Leiter's overall record across the multiverse: 6-38. Six wins. Thirty-eight losses. He is not a bad pitcher. His quality start rate is 13/69 (19%), which is low but not shocking for a guy facing this Cleveland lineup. The problem isn't Leiter. The problem is that Florida's margin for error is zero, and even Leiter's best work only gives them a coin flip.
The real Game 3 shares DNA with Timeline 1. Both feature Florida building a lead, Cleveland storming back in the 8th, Florida scoring big in the 9th to retake the lead, and Cleveland rallying in the bottom of the 9th. In the real game, that final rally fell 3 runs short. In Timeline 1, Matt Williams hits a walk-off double to complete it.
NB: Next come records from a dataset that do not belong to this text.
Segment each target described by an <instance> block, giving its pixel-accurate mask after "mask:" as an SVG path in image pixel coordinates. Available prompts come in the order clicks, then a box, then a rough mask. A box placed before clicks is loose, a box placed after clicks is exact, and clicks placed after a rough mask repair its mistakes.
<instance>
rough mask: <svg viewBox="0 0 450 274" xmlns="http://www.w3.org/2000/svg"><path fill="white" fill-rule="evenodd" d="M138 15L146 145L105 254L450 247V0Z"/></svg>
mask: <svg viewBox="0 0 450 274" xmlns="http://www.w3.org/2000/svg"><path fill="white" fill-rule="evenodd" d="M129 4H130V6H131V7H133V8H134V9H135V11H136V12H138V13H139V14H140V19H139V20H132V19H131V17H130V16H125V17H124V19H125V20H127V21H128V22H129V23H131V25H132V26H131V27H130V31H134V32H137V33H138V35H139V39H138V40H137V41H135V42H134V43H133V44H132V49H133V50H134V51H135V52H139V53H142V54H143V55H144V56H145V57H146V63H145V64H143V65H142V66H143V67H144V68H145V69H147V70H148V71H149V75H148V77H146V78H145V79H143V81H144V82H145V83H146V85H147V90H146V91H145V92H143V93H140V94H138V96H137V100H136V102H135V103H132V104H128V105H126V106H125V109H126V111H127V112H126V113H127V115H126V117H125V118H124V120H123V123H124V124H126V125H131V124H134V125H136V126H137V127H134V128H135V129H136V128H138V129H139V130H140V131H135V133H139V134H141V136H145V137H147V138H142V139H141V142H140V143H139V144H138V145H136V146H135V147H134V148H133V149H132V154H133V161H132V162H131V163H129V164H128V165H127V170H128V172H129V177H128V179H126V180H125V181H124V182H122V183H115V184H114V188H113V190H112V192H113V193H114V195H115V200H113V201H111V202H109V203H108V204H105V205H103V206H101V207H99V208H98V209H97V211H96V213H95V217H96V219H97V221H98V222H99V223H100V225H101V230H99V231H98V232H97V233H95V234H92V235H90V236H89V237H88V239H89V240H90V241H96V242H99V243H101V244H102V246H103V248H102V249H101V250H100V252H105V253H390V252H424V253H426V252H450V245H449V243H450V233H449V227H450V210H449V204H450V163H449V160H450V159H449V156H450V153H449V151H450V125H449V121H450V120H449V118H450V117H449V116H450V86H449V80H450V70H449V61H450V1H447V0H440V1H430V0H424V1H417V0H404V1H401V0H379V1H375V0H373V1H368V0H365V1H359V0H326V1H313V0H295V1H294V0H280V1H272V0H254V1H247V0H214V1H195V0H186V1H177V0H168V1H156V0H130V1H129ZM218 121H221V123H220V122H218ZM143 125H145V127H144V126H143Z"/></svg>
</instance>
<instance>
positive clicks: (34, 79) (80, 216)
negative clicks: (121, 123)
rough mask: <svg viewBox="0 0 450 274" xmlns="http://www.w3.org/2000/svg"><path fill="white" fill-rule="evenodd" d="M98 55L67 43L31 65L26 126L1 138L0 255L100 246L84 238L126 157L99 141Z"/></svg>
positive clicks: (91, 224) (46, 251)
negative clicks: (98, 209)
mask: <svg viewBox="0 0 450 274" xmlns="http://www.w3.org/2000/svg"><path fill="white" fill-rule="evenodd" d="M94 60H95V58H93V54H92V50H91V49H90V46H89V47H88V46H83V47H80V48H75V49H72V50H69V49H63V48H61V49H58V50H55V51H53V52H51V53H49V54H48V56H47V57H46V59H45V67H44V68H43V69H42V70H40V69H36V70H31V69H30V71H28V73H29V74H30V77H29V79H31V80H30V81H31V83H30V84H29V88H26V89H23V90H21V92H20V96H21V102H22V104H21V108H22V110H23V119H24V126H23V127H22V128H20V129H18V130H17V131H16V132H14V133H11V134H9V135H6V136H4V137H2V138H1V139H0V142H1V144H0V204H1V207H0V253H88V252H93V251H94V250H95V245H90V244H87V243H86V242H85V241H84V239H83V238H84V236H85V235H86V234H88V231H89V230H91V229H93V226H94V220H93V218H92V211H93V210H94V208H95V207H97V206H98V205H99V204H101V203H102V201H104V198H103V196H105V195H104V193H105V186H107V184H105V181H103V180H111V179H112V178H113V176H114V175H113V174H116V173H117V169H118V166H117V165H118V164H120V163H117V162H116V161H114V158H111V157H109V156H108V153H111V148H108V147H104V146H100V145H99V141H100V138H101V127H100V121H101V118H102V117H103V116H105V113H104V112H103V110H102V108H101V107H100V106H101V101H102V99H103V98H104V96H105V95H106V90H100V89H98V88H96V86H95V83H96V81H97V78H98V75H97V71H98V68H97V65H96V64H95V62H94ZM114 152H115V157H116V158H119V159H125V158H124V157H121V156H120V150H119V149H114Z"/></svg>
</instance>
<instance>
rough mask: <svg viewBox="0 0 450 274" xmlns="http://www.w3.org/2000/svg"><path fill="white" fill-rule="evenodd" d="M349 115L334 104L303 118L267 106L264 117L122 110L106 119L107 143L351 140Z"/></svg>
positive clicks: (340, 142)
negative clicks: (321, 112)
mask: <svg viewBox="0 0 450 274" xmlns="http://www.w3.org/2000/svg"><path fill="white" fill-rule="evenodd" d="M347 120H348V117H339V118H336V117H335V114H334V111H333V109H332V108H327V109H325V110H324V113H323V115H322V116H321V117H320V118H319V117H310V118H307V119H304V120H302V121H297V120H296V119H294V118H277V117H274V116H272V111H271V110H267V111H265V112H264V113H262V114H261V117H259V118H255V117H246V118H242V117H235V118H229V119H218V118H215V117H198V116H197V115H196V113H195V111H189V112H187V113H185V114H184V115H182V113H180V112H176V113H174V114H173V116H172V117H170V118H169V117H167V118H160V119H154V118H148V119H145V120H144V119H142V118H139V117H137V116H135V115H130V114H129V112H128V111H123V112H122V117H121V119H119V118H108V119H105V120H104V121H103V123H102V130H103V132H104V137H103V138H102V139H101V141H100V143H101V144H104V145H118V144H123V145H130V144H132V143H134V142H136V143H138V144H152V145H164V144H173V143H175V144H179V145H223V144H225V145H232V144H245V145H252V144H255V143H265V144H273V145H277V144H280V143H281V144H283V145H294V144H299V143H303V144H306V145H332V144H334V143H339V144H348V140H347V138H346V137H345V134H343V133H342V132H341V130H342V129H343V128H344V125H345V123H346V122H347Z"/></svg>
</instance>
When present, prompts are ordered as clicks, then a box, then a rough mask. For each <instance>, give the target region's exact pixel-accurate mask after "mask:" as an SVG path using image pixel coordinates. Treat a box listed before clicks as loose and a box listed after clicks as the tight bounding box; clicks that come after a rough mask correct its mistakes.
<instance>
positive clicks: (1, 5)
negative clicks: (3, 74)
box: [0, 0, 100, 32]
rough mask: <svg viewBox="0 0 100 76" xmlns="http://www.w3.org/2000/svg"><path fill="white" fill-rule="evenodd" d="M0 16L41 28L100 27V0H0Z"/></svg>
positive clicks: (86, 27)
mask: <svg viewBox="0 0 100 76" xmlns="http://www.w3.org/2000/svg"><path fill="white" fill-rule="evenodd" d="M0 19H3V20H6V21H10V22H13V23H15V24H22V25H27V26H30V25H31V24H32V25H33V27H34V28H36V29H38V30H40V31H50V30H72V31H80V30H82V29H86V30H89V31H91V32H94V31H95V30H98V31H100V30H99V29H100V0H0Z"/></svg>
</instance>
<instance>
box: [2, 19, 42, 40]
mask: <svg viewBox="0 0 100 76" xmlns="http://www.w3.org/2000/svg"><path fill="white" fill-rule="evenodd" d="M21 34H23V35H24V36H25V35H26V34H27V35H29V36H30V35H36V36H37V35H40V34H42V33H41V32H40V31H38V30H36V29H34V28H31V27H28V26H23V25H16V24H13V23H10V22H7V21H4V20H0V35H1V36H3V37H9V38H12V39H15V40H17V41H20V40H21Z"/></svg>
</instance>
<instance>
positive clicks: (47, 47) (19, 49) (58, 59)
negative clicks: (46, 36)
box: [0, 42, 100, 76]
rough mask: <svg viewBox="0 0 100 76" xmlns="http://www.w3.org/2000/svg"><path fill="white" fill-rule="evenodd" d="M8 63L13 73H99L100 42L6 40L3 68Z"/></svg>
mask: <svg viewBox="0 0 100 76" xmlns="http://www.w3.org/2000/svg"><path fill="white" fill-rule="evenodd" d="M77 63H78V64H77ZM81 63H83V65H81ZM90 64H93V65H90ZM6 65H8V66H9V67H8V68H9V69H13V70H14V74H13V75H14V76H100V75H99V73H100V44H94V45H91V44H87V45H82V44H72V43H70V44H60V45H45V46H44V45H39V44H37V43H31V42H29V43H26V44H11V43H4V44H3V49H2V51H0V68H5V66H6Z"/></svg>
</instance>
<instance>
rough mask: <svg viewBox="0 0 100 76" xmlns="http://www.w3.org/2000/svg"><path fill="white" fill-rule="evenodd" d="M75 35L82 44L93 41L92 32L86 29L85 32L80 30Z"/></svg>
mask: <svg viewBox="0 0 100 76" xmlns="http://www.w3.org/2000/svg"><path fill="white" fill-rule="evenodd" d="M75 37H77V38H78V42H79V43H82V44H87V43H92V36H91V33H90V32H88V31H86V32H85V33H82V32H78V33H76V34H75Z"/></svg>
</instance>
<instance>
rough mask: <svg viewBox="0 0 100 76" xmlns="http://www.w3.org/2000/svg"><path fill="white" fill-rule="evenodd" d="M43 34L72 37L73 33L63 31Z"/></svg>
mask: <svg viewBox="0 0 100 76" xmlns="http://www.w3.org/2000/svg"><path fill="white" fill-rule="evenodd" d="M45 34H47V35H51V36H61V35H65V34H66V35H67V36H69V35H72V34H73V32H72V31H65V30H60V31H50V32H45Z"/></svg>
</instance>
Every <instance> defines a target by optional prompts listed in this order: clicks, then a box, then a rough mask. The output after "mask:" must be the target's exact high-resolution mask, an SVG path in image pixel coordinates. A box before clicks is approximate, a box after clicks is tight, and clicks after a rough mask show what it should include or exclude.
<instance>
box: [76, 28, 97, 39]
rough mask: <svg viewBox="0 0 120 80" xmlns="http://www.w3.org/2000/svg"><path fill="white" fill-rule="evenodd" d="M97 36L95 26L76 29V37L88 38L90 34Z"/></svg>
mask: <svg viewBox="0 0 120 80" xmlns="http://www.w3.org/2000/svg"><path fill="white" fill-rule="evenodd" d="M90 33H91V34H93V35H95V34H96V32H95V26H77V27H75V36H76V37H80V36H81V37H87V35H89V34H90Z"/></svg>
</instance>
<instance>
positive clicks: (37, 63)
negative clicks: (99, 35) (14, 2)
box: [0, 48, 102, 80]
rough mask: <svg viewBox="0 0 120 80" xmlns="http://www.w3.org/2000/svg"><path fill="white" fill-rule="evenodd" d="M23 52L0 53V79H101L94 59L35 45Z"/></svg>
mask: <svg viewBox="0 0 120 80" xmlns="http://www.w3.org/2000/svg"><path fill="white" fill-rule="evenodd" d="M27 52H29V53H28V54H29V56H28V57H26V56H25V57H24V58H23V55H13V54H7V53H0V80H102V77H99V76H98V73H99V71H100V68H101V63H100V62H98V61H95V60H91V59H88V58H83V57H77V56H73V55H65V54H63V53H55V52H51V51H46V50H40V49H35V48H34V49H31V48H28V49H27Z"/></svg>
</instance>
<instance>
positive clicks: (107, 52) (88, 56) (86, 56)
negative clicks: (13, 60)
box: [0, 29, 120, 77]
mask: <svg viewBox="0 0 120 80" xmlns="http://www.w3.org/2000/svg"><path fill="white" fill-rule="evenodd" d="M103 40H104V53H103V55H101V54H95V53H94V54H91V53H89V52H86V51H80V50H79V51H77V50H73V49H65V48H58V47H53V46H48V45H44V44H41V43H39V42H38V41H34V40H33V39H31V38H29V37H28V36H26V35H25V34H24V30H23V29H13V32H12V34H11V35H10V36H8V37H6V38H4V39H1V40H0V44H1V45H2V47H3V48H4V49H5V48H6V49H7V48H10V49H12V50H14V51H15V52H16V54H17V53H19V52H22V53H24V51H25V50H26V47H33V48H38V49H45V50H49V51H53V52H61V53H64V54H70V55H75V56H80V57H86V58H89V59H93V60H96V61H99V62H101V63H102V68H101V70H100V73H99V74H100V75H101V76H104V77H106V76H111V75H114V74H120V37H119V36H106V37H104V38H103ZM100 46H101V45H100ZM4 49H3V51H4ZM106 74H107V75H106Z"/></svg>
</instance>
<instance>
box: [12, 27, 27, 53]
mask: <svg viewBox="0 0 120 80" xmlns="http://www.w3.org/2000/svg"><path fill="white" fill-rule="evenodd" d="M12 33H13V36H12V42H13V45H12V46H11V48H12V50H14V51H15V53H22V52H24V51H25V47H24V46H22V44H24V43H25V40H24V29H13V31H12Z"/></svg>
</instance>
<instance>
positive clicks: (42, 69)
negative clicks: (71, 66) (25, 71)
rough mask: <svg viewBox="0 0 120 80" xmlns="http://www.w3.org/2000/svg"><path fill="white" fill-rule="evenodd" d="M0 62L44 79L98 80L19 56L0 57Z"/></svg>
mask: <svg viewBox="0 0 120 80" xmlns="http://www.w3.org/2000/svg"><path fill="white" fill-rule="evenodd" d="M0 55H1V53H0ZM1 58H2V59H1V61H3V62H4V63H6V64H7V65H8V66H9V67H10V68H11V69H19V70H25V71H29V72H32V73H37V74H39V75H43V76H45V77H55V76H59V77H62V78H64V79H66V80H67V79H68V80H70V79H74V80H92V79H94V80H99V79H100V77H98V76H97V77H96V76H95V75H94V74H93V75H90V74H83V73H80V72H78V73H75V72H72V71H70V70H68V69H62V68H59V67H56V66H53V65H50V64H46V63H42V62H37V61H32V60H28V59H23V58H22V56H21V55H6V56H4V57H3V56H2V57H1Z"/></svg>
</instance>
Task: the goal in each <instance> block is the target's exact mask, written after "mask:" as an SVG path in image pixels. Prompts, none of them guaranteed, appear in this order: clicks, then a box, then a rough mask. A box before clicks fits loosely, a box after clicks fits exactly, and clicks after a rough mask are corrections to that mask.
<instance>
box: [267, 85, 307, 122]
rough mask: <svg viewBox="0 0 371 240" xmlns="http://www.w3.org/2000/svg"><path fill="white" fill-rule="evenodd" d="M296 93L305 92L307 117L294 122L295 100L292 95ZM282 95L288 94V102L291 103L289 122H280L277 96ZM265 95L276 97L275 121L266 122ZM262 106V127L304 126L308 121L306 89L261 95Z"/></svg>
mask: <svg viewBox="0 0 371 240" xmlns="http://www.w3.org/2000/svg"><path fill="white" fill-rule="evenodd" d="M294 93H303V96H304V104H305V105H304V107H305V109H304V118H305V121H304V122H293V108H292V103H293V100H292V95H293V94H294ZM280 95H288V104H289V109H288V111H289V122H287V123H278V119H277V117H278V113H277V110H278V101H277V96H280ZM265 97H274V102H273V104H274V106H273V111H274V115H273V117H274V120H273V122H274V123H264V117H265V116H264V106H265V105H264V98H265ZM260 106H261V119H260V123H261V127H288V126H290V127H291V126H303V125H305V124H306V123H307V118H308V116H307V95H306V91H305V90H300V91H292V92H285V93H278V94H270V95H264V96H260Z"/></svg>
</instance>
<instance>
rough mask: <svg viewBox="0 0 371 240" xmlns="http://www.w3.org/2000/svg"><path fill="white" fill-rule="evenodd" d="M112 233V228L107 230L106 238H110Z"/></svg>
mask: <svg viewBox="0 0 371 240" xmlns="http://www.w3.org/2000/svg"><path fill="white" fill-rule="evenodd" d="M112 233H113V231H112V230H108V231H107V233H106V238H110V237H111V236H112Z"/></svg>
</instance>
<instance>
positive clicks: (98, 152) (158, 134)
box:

The same players appear in both scripts. In the real game's bottom of the 9th: Bip Roberts hits a two-run double. Omar Vizquel makes the last out. In the multiverse, Bip Roberts bats .370 in close-and-late situations. Vizquel hits .553. The hitters who nearly saved the real game are the ones who actually save it, over and over, across 69 timelines.
The real game's 9th inning - Florida's 7-run explosion, Cleveland's desperate 4-run answer - looks like exactly the kind of thing the simulation produces. It looks like something that could go either way. The multiverse confirms that it could. It just usually goes the other way.
In 69 versions of October 21, 1997, Florida's victory is the exception. Not the rule. Not even particularly close to the rule. Cleveland wins 74% of the time. They come back from any deficit. They win 15 of 19 one-run games. They are, across every possible version of this night, the better team.
Florida won the game that counted. The multiverse has spent 69 timelines disagreeing.